Other possible factors that can significantly affect the cost and revenue development are changes in interest rates, regulatory requirements, stronger than expected competition, changes in technologies, legal disputes and supervisory developments. If these or other risks and factors of uncertainty occur, or if the assumptions on which the statements are based turn out to be incorrect, ecotel's actual results can diverge substantially from those expressed or implied in these statements.

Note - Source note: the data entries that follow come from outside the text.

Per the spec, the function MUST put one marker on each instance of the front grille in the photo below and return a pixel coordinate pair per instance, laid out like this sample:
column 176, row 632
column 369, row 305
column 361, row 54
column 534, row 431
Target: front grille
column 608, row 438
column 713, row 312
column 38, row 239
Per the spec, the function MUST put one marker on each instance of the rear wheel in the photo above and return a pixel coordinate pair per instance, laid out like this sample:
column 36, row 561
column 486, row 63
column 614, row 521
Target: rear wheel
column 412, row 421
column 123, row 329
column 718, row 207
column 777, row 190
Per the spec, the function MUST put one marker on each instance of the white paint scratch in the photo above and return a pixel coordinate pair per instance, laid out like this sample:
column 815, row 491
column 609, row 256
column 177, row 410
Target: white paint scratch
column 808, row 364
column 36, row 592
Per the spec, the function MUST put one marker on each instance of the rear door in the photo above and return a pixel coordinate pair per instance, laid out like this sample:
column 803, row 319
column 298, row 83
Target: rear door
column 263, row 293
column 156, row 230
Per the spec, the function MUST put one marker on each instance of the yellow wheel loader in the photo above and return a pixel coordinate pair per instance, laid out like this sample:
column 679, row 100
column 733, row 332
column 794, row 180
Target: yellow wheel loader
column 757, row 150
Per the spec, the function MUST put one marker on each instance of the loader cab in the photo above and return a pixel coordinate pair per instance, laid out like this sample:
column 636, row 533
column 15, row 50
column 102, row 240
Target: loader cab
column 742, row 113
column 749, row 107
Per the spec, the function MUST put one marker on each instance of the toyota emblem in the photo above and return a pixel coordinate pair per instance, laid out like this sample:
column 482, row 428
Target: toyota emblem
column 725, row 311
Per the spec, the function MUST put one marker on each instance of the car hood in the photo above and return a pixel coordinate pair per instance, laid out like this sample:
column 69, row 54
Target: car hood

ecotel can make no guarantee that the expectations or goals will be achieved. ecotel – notwithstanding existing capital market obligations – refuses to accept any responsibility whatsoever for updating the forward-looking statements by taking into account new information or future events or other matters.
In addition to the key figures presented in accordance with IFRS, ecotel also presents pro forma key figures, such as gross profit, EBITDA, EBITDA margin, free cash flow and gross and net financial obligations, which are not covered by the accounting regulations. These key figures are intended as a supplement, but not as a substitute for the information presented in accordance with IFRS. Pro forma key figures are subject neither to IFRS nor other generally applicable accounting regulations. Other companies may base these fundamentals on other definitions.